Jouant avec les techniques atypiques – tirages au thé et aux feuilles d’or – et avec le séquençage, Gaëlle Abravanel parvient avec "Être à Soi " à se réapproprier son corps.
Corps en gros plans, silhouettes sculpturales, décomposées jusqu’à l’abstraction, monochrome pâle évoquant la chair et unifiant chaque détail dans un puzzle organique… Minimaliste et poétique, "Être à Soi" est dédiée à l’autoportrait. Une manière pour l’autrice de se dévoiler tout en plaçant l’esthétisme au cœur de l’introspection.La résilience se situe en son centre
Débute une collection d’images à l’intimité poignante. Des clichés montrant un instant d’extase, une osmose spirituelle, une exaltation intense – celle de renouer enfin avec soi-même. À ces représentations s’ajoute l’utilisation de feuilles dorées et de thé infusé, donnant aux tirages un caractère précieux et une nuance chaude.

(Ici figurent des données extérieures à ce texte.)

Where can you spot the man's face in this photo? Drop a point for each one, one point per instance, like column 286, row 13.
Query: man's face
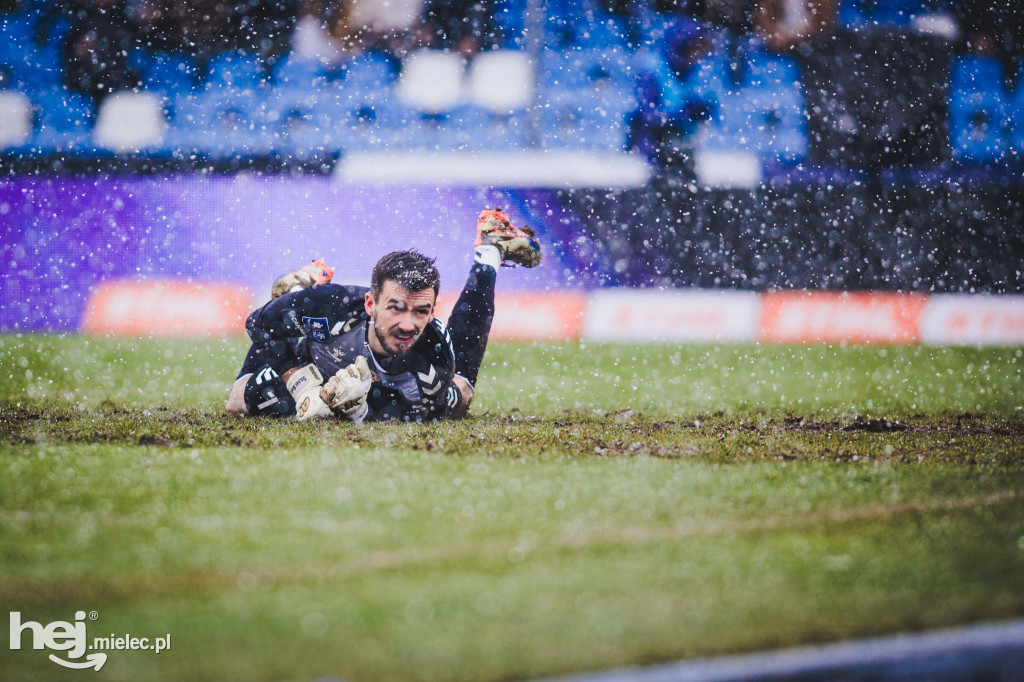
column 398, row 317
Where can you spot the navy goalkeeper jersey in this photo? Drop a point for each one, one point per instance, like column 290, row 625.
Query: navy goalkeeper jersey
column 328, row 326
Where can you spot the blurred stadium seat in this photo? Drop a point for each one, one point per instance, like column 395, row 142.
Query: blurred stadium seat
column 584, row 83
column 296, row 74
column 369, row 71
column 168, row 73
column 432, row 81
column 769, row 71
column 65, row 123
column 978, row 124
column 235, row 70
column 130, row 122
column 972, row 74
column 502, row 81
column 15, row 119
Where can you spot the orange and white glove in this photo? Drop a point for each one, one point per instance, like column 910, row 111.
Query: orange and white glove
column 304, row 385
column 315, row 272
column 346, row 391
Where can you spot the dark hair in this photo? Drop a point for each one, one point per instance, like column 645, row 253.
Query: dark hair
column 410, row 269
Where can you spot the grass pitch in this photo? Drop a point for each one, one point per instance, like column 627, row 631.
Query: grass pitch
column 603, row 506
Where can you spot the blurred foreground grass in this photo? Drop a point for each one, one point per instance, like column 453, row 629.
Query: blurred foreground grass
column 604, row 506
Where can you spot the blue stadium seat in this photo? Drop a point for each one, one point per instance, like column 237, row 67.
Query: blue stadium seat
column 500, row 132
column 294, row 73
column 370, row 71
column 65, row 123
column 16, row 32
column 34, row 70
column 585, row 120
column 584, row 68
column 509, row 20
column 769, row 122
column 366, row 120
column 769, row 71
column 976, row 75
column 299, row 127
column 978, row 123
column 852, row 13
column 168, row 73
column 600, row 32
column 1017, row 124
column 221, row 123
column 235, row 70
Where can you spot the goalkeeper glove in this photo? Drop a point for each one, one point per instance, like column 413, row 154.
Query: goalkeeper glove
column 304, row 385
column 346, row 391
column 314, row 273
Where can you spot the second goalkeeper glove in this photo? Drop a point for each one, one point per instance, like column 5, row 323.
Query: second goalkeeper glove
column 346, row 391
column 304, row 385
column 307, row 275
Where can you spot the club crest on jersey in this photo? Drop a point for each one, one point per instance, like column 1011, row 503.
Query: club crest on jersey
column 316, row 329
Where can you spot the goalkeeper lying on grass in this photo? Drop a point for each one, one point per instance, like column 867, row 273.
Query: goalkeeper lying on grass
column 322, row 349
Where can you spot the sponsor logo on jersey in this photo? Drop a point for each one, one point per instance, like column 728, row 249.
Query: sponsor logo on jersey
column 265, row 375
column 431, row 382
column 316, row 329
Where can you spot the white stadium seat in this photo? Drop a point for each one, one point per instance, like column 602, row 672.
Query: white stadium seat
column 129, row 122
column 15, row 119
column 502, row 81
column 432, row 81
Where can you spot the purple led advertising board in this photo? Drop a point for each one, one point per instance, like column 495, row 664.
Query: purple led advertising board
column 62, row 236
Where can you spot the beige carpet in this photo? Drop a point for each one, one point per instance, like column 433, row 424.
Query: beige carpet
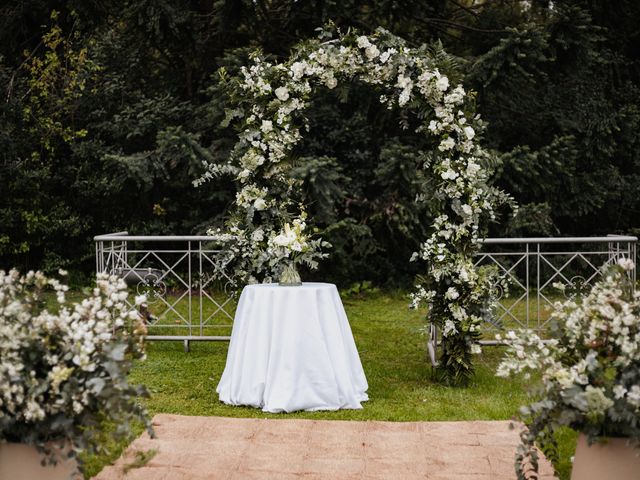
column 230, row 448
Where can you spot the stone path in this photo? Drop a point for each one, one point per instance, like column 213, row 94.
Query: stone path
column 265, row 449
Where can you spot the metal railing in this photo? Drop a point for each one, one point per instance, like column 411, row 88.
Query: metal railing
column 538, row 272
column 189, row 294
column 536, row 268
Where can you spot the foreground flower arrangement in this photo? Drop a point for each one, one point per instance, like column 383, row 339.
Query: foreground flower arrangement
column 63, row 372
column 590, row 369
column 270, row 99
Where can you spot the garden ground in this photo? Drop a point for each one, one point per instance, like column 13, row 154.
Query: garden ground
column 392, row 349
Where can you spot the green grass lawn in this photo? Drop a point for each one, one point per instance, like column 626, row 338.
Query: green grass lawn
column 393, row 353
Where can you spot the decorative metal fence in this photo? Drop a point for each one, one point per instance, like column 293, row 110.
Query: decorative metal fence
column 189, row 294
column 540, row 271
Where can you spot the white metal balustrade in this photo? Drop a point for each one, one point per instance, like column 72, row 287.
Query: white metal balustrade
column 191, row 294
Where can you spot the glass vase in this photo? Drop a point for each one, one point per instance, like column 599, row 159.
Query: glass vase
column 289, row 275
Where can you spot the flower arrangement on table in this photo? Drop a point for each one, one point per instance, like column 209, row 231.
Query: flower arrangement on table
column 291, row 247
column 276, row 255
column 63, row 371
column 590, row 368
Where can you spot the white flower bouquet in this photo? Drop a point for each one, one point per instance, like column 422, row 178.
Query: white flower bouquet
column 292, row 246
column 63, row 368
column 590, row 369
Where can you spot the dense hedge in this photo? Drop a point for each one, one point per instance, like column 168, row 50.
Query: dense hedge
column 108, row 109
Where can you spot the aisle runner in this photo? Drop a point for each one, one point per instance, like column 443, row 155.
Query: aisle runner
column 265, row 449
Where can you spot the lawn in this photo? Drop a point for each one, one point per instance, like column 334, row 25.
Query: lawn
column 392, row 349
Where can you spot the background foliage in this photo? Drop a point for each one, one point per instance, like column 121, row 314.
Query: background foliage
column 109, row 107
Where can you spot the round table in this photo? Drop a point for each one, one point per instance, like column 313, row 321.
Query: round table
column 292, row 349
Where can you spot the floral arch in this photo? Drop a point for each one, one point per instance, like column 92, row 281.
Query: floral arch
column 268, row 222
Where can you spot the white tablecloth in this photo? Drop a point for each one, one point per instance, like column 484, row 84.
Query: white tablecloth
column 292, row 349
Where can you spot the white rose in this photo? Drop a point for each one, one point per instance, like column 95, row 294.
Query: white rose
column 447, row 144
column 281, row 240
column 449, row 175
column 469, row 132
column 282, row 93
column 363, row 42
column 297, row 70
column 451, row 294
column 372, row 52
column 267, row 126
column 259, row 204
column 472, row 169
column 442, row 84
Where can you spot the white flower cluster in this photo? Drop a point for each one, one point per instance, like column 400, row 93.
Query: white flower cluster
column 53, row 362
column 275, row 96
column 591, row 369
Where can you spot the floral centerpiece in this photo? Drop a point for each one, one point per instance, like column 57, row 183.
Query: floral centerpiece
column 63, row 370
column 590, row 369
column 290, row 247
column 271, row 256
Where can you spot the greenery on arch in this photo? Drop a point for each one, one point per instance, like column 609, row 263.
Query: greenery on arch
column 268, row 225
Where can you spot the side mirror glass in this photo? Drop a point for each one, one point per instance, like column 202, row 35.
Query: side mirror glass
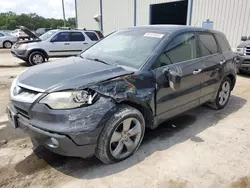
column 174, row 79
column 244, row 38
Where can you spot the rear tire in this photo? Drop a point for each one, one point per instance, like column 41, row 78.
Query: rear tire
column 121, row 136
column 36, row 58
column 223, row 94
column 7, row 44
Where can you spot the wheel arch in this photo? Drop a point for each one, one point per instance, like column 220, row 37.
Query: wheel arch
column 233, row 80
column 39, row 50
column 145, row 111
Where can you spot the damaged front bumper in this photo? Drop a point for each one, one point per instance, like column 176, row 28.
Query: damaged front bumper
column 243, row 63
column 66, row 132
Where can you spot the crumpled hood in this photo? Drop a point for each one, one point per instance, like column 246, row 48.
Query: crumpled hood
column 69, row 73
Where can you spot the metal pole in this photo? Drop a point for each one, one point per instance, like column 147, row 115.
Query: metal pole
column 76, row 19
column 190, row 12
column 64, row 19
column 135, row 9
column 101, row 22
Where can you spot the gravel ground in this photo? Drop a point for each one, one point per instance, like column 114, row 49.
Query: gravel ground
column 202, row 148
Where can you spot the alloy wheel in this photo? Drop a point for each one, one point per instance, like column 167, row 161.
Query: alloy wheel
column 37, row 59
column 125, row 138
column 7, row 44
column 224, row 93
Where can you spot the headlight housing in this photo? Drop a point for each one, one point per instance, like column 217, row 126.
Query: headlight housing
column 240, row 51
column 70, row 99
column 23, row 47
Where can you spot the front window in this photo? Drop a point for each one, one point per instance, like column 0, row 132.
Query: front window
column 47, row 35
column 126, row 48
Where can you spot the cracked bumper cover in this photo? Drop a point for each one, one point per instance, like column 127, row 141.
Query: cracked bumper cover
column 76, row 130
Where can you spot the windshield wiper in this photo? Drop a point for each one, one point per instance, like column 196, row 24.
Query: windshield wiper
column 98, row 60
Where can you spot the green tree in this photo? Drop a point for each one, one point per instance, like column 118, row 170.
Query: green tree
column 10, row 21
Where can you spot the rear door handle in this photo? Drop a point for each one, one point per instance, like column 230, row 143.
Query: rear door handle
column 197, row 71
column 222, row 62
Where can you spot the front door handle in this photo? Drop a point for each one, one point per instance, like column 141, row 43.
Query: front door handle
column 197, row 71
column 222, row 62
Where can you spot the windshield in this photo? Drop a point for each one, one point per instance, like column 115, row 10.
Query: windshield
column 47, row 35
column 129, row 48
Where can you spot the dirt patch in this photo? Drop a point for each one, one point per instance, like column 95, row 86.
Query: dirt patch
column 243, row 182
column 173, row 184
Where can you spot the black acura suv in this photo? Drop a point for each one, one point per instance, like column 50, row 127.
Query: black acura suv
column 100, row 102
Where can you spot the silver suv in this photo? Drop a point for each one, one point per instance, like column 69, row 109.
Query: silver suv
column 54, row 43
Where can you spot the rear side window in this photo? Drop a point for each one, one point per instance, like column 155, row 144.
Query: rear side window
column 208, row 45
column 61, row 37
column 92, row 36
column 180, row 49
column 223, row 42
column 77, row 36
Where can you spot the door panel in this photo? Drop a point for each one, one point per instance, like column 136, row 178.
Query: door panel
column 212, row 64
column 210, row 76
column 180, row 57
column 167, row 99
column 59, row 45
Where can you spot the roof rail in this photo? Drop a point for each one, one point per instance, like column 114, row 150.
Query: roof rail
column 65, row 28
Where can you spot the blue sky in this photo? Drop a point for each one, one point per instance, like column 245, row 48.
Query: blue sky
column 45, row 8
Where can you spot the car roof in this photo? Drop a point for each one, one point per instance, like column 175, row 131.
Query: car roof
column 72, row 30
column 172, row 28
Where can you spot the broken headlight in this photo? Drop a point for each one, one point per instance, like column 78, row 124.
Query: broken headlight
column 69, row 99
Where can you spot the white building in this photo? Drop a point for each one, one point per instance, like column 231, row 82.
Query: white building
column 229, row 16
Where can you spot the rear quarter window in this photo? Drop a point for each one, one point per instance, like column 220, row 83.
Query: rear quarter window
column 207, row 44
column 92, row 36
column 223, row 42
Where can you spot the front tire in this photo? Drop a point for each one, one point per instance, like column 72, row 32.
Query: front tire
column 121, row 136
column 223, row 94
column 7, row 44
column 36, row 58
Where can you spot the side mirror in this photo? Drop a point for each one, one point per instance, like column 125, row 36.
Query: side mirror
column 244, row 38
column 174, row 79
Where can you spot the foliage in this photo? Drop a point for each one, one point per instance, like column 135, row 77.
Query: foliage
column 10, row 21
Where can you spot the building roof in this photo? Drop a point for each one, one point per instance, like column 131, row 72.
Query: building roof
column 171, row 28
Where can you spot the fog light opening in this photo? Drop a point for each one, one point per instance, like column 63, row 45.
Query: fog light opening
column 53, row 143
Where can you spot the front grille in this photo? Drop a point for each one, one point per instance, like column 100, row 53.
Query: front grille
column 22, row 94
column 22, row 112
column 247, row 50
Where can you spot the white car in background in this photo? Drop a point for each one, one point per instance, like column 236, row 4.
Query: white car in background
column 20, row 34
column 54, row 43
column 7, row 40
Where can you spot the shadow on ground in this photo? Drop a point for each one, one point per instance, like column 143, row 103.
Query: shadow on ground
column 177, row 130
column 9, row 133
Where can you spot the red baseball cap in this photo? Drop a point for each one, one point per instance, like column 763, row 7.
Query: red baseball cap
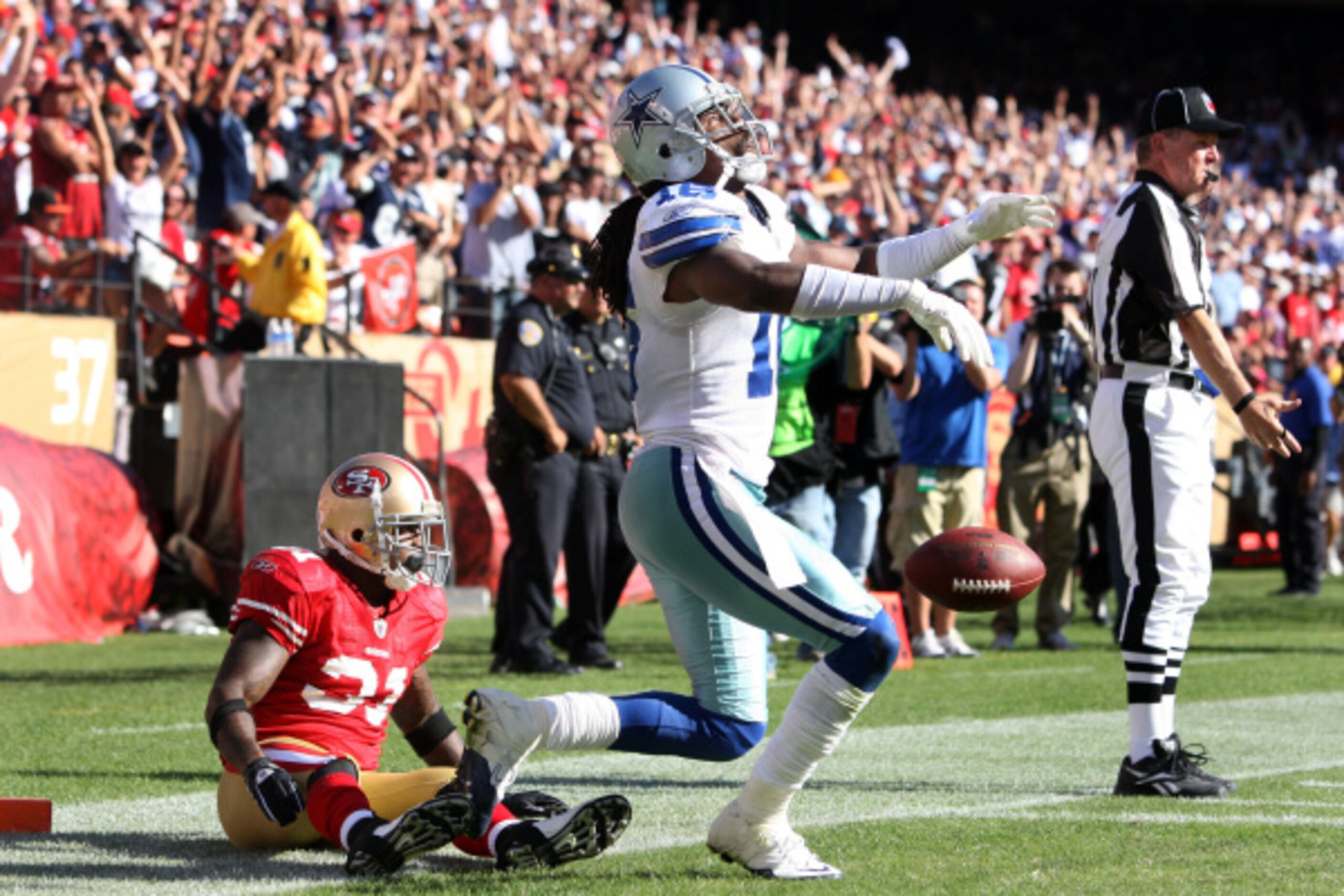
column 349, row 221
column 119, row 96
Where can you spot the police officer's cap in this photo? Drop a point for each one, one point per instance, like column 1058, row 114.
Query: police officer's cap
column 560, row 260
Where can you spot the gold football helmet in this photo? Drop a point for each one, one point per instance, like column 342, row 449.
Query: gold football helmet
column 381, row 513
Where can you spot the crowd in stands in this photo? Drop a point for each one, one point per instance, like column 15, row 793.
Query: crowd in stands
column 478, row 129
column 479, row 132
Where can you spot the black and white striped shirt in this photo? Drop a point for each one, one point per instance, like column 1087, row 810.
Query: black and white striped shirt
column 1151, row 271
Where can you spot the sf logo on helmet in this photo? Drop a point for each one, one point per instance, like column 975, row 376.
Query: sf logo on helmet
column 358, row 483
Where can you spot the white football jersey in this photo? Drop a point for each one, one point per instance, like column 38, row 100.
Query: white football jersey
column 705, row 375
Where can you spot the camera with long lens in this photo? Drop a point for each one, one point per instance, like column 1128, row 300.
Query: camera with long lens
column 1050, row 316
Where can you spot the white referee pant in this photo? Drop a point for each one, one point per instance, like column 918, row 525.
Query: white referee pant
column 1155, row 445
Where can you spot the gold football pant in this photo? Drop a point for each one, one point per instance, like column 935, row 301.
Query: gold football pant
column 390, row 794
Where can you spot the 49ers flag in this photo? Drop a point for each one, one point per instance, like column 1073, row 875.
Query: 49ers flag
column 77, row 557
column 390, row 297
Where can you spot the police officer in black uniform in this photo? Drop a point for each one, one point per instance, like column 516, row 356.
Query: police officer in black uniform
column 543, row 424
column 597, row 559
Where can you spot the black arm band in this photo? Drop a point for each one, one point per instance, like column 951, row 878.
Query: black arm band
column 430, row 734
column 222, row 711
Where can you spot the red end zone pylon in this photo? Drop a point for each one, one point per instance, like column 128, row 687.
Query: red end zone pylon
column 25, row 816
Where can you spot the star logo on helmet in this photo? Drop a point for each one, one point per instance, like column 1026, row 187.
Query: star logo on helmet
column 640, row 113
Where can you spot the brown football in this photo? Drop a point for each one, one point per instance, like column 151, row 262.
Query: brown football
column 975, row 570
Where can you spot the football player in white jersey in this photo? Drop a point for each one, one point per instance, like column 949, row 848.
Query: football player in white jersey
column 705, row 264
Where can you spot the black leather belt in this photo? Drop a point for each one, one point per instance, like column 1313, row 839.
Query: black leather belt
column 1175, row 379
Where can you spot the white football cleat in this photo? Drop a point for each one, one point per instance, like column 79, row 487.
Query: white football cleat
column 768, row 851
column 953, row 645
column 502, row 730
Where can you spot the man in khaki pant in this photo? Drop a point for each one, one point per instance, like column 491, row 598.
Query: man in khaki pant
column 1047, row 460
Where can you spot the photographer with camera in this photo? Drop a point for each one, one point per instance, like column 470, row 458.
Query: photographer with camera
column 1047, row 461
column 542, row 426
column 394, row 202
column 944, row 453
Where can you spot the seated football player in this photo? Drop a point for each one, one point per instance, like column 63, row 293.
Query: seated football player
column 327, row 646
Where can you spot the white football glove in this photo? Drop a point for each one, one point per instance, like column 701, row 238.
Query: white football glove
column 1003, row 214
column 949, row 323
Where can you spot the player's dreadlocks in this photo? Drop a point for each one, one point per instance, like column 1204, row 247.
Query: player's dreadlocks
column 609, row 253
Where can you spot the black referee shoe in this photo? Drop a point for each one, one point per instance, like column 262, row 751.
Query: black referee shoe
column 1171, row 771
column 1195, row 758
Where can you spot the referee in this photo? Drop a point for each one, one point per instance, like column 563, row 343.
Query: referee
column 1152, row 421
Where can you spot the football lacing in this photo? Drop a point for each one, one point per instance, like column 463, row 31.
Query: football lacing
column 981, row 586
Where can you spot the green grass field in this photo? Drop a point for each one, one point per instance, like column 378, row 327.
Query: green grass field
column 963, row 776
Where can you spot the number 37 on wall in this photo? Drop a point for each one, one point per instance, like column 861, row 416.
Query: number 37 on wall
column 91, row 355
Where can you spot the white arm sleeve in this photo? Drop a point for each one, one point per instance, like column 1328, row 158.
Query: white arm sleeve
column 828, row 292
column 922, row 254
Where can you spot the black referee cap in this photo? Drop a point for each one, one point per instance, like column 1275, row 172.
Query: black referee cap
column 560, row 260
column 1188, row 108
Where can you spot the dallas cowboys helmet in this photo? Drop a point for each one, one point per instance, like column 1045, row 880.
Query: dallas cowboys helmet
column 657, row 134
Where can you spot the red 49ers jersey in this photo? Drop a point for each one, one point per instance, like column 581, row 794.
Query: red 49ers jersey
column 350, row 663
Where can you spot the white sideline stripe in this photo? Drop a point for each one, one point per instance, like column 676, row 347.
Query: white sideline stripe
column 953, row 769
column 1073, row 671
column 150, row 730
column 1174, row 819
column 1208, row 661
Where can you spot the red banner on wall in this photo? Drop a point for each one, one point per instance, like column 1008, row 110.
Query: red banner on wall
column 77, row 557
column 390, row 297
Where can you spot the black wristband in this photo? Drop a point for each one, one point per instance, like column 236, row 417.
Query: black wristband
column 222, row 711
column 430, row 734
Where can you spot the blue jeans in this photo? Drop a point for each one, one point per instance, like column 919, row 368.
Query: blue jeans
column 810, row 511
column 856, row 512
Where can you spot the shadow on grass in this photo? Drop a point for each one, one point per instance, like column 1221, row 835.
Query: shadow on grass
column 190, row 777
column 134, row 857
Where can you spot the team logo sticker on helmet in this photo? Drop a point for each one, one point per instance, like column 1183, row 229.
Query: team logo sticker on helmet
column 530, row 333
column 359, row 481
column 640, row 113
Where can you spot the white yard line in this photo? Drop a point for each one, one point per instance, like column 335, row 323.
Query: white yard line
column 1023, row 768
column 150, row 730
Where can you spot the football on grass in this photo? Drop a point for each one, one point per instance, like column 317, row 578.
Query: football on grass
column 975, row 570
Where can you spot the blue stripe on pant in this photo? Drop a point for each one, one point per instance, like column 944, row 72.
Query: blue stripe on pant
column 716, row 595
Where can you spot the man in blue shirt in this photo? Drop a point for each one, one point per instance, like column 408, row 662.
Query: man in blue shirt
column 944, row 453
column 1300, row 479
column 498, row 244
column 1226, row 287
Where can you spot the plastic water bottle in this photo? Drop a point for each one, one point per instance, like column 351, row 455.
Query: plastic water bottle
column 275, row 338
column 287, row 331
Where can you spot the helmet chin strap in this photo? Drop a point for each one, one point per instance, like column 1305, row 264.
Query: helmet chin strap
column 749, row 170
column 394, row 581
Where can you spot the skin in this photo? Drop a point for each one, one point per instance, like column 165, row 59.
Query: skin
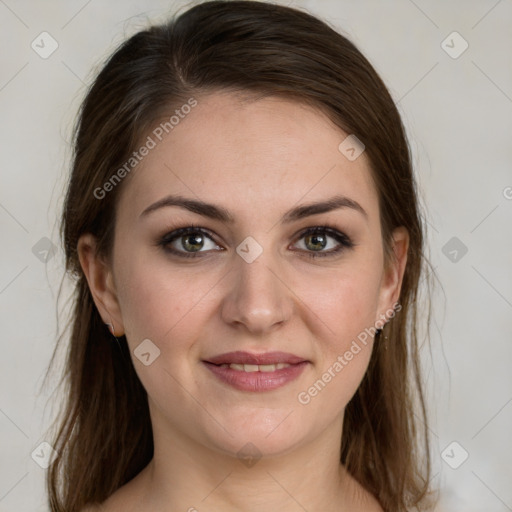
column 258, row 159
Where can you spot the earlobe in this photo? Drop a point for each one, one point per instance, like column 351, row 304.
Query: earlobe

Influencée par le concept japonais du Wabi-Sabi ainsi que par l’art du Kintsugi, l’artiste fait d’Être à soi une ode à la beauté atypique. À travers des cadrages serrés, elle donne à voir ses formes, sa nudité, avec une sincérité frappante et transforme les courbes des figures harmonieuses et universelles. Un ensemble apaisant répondant à sa volonté de souligner « la quête d’équilibre, l’endurance et l’authenticité », tout en explorant la notion de mémoire du corps. Mais aussi celle qui fait fleurir les émotions les plus pures et marque au fer blanc la réappropriation d’un·e être se perdant dans un monde déroutant.